What is lingbot-map?

Lingbot-map is a Python-based feed-forward 3D foundation model that reconstructs scenes from streaming image or video data in real time. Feed it a folder of images or an MP4 via a simple CLI demo, and it spits out camera poses, depth maps, and point clouds at up to 20 FPS on 518x378 resolution—even for sequences over 10,000 frames. Developers get a live 3D viewer with sky masking and GLB export, solving the pain of slow, iterative SLAM pipelines for dynamic environments.
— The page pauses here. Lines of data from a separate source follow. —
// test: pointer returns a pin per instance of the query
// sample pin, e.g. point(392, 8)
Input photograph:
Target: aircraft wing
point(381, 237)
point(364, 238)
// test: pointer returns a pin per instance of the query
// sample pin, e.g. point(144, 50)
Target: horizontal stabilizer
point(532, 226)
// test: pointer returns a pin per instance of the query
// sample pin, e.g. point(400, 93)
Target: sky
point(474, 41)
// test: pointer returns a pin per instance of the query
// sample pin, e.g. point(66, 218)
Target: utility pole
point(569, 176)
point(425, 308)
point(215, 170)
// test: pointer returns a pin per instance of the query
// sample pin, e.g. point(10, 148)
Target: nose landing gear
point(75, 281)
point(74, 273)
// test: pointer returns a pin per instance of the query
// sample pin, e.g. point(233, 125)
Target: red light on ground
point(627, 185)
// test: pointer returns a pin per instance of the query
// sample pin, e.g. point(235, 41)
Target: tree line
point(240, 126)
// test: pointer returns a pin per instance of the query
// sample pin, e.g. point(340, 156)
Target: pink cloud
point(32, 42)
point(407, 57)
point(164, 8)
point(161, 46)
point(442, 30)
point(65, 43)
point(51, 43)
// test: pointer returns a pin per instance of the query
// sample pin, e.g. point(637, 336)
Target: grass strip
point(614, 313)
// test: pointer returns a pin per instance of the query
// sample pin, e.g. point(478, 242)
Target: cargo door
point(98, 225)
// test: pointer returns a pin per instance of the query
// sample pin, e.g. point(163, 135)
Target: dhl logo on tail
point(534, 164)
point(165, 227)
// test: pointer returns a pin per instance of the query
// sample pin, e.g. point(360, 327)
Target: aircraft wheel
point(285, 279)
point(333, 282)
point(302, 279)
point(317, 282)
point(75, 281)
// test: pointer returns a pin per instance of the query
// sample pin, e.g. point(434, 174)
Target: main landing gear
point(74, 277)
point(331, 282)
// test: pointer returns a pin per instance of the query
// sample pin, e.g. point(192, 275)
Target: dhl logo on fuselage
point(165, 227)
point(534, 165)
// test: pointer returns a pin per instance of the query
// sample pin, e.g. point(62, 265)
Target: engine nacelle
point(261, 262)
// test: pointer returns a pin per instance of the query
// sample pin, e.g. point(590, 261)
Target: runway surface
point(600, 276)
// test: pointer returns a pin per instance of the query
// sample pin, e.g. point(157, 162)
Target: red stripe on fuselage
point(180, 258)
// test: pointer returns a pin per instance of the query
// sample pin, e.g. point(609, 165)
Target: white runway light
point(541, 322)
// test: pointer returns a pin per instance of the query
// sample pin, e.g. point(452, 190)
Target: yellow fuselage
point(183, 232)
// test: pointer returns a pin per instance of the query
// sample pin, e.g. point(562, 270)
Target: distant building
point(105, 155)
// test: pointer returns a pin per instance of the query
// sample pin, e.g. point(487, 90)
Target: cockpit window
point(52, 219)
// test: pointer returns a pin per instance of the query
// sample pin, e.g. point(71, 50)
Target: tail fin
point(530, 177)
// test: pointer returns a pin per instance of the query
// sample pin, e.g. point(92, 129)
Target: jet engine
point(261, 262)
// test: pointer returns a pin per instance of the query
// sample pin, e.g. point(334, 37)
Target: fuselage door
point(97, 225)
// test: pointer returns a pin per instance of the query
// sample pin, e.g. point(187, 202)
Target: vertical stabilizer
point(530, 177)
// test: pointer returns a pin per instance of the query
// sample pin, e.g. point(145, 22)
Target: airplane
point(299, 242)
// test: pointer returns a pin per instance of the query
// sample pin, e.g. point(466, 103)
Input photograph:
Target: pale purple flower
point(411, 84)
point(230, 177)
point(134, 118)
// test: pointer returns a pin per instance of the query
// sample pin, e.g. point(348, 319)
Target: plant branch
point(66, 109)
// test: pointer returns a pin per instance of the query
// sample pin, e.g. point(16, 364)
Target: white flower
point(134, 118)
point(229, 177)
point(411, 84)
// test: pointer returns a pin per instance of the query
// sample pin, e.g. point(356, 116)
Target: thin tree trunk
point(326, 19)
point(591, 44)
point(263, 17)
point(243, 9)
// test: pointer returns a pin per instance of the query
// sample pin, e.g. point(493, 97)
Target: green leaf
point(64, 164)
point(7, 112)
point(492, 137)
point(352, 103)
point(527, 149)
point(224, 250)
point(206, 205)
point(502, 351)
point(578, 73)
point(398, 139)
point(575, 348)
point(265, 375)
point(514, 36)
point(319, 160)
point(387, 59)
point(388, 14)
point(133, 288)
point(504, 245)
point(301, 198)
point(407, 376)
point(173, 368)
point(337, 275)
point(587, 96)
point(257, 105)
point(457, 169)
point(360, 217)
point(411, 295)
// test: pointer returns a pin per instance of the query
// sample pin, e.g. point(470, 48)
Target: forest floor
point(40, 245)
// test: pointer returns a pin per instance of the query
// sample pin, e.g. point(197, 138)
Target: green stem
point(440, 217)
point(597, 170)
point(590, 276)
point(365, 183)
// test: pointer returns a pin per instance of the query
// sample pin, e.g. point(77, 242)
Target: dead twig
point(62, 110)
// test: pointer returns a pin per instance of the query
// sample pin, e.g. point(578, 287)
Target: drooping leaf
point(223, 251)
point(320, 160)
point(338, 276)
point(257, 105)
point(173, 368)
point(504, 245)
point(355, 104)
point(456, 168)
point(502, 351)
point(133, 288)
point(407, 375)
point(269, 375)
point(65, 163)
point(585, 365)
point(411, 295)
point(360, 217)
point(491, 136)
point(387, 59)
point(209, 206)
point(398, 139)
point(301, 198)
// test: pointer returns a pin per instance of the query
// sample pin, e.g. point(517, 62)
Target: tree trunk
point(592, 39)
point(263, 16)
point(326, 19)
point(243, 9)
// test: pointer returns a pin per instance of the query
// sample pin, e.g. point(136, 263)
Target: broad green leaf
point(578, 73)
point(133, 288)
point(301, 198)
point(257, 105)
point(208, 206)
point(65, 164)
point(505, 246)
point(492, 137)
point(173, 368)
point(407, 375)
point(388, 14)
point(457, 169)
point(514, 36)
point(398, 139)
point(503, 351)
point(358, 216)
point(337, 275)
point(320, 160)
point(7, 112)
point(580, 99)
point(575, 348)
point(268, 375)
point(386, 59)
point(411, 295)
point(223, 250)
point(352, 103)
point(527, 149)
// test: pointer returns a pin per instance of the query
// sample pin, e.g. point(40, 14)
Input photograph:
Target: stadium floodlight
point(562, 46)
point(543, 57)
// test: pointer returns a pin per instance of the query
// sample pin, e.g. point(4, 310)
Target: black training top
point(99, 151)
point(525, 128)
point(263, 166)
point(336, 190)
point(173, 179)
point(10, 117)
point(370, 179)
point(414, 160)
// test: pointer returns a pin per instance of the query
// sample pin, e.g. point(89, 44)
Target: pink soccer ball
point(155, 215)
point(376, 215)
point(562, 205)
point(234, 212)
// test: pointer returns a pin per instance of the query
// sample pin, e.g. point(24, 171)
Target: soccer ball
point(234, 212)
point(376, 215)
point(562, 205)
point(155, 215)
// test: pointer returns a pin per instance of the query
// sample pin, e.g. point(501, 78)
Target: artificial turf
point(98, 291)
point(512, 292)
Why is it gaining traction?

Unlike traditional optimization-based methods or slower streaming alternatives, this feed-forward model delivers state-of-the-art accuracy without iterations, using paged KV cache attention for memory-efficient long-sequence inference. The quick-start demo handles videos directly with keyframe sampling or windowed modes for ultra-long clips, making it dead simple to test on your data. At 97 stars, it's drawing eyes for bridging foundation model scale with practical streaming reconstruction.

Who should use this?

Robotics engineers building real-time SLAM for drones or robots, AR devs needing instant 3D from phone cameras, and autonomous vehicle teams processing long video feeds. If you're prototyping scene reconstruction without waiting hours for bundle adjustment, this slots right in.

Verdict

Grab it if you need fast streaming 3D—demo quality is solid with arXiv paper and HF models—but the 1.0% credibility score and 97 stars signal early-stage maturity; expect some setup tweaks for production. Apache 2.0 helps, but add your own tests for reliability.

(198 words)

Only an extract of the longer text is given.